Tipos de resumen según el contenido
No todos los bloques del temario se resumen igual. Adaptar el formato del resumen al tipo de contenido es una decisión que mejora significativamente su utilidad.
Para contenidos conceptuales con mucha terminología, como los bloques de anatomía, fisiología o psicología del desarrollo, un resumen en forma de glosario estructurado, donde cada término aparece con su definición y sus relaciones con otros términos, es más útil que un resumen narrativo. El cerebro puede recuperar esa información más fácilmente porque está organizada en unidades discretas.
Para contenidos legislativos, una tabla comparativa que muestra qué establece cada norma, en qué etapa aplica y cuál es su relación con otras normas es mucho más manejable que un resumen en prosa. La estructura visual de la tabla facilita la recuperación de los detalles durante el examen.
Para contenidos metodológicos y didácticos, un resumen que incluye no solo los principios teóricos sino ejemplos concretos de aplicación en el aula es más útil que uno puramente conceptual. Esos ejemplos son los que te permiten responder con criterio a los supuestos prácticos y a las preguntas del tribunal sobre cómo llevarías esa metodología a la práctica.
Para los temas con muchas clasificaciones y categorías, un mapa mental o esquema visual con ramificaciones es más efectivo que cualquier resumen escrito. La estructura espacial del mapa facilita la memorización de la jerarquía de categorías de una forma que el texto lineal no puede igualar.
El resumen como herramienta de repaso
Un buen resumen no sirve solo para el primer aprendizaje. Es también la herramienta principal de repaso a lo largo de toda la preparación. Y para que funcione bien en esa fase, debe tener una característica adicional: debe ser lo suficientemente breve como para poder repasarlo en diez o quince minutos.
Un resumen de tres páginas no es un resumen eficiente para el repaso. Es demasiado largo para revisarlo rápidamente y demasiado corto para sustituir al temario original. El punto óptimo para un tema de oposiciones es entre una y dos páginas de contenido denso y bien organizado, o una página de esquema visual con los conceptos clave y sus relaciones.

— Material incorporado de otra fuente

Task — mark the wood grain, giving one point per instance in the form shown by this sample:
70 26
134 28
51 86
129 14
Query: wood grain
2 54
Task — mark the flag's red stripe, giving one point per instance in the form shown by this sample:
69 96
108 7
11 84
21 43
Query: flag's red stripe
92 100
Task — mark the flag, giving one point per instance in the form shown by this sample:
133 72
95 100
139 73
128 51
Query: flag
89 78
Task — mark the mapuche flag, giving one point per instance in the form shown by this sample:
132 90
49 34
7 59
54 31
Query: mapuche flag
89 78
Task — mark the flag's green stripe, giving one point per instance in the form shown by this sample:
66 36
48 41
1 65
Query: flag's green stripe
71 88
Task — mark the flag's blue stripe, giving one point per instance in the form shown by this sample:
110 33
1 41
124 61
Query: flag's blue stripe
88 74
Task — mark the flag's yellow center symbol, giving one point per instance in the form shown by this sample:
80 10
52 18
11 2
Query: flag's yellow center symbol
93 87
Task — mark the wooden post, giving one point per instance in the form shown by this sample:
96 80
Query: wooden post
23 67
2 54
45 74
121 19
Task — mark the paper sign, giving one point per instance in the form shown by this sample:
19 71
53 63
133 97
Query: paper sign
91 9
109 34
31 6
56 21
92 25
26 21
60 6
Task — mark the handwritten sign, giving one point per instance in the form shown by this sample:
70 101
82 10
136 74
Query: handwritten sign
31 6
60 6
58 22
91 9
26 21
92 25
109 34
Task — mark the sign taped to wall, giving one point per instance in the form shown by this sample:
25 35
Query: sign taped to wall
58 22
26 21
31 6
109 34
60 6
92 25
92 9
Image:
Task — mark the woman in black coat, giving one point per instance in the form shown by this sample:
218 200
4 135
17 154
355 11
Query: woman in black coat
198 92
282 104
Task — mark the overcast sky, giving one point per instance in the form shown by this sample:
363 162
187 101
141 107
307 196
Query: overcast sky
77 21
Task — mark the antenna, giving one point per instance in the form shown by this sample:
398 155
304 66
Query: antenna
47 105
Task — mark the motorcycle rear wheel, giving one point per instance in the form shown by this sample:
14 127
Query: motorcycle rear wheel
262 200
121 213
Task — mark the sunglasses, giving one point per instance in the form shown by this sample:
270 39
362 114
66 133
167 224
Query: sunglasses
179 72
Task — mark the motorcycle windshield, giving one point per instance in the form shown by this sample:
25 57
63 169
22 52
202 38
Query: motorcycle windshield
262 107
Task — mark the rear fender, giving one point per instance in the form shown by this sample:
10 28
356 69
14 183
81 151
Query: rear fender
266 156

Ese resumen de una o dos páginas es el que debes repasar regularmente usando la recuperación activa: míralo durante un minuto, ciérralo e intenta reproducir su contenido de memoria. Lo que no puedas recuperar es lo que necesitas reforzar antes del examen. Para profundizar en cómo organizar esos repasos de forma eficiente, el artículo sobre cómo repasar temas de oposiciones desarrolla un sistema muy concreto que complementa perfectamente las técnicas de resumen que hemos visto aquí.
Resumen y programación didáctica: una conexión que pocos opositores ven
Saber cómo hacer un buen resumen no es solo una habilidad para tu preparación. Es una competencia que tus futuros alumnos también necesitan desarrollar, y tu programación puede y debe reflejarlo. Incluir actividades donde los alumnos aprenden a sintetizar, a seleccionar lo esencial y a reorganizar información con sus propias palabras es trabajar directamente la competencia en comunicación lingüística y la competencia de aprender a aprender que establece la LOMLOE.

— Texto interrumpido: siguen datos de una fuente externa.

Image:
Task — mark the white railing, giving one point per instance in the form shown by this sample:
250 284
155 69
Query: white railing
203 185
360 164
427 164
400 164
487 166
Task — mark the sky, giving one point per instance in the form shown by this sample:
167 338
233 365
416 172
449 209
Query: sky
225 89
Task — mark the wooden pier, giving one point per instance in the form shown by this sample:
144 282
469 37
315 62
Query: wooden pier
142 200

Un tribunal que ve en tu programación actividades de síntesis bien diseñadas, donde el alumno no copia sino que procesa y reorganiza, está viendo a un docente que entiende la diferencia entre memorizar y aprender. Esa diferencia es exactamente la que los currículos competenciales llevan años intentando establecer en las aulas españolas. Para entender cómo desarrollar este enfoque dentro de una propuesta metodológica coherente, el artículo sobre estrategias metodológicas te da un marco muy útil, y el de técnica de estudio para oposiciones complementa todo lo anterior con un enfoque más amplio sobre el estudio eficiente.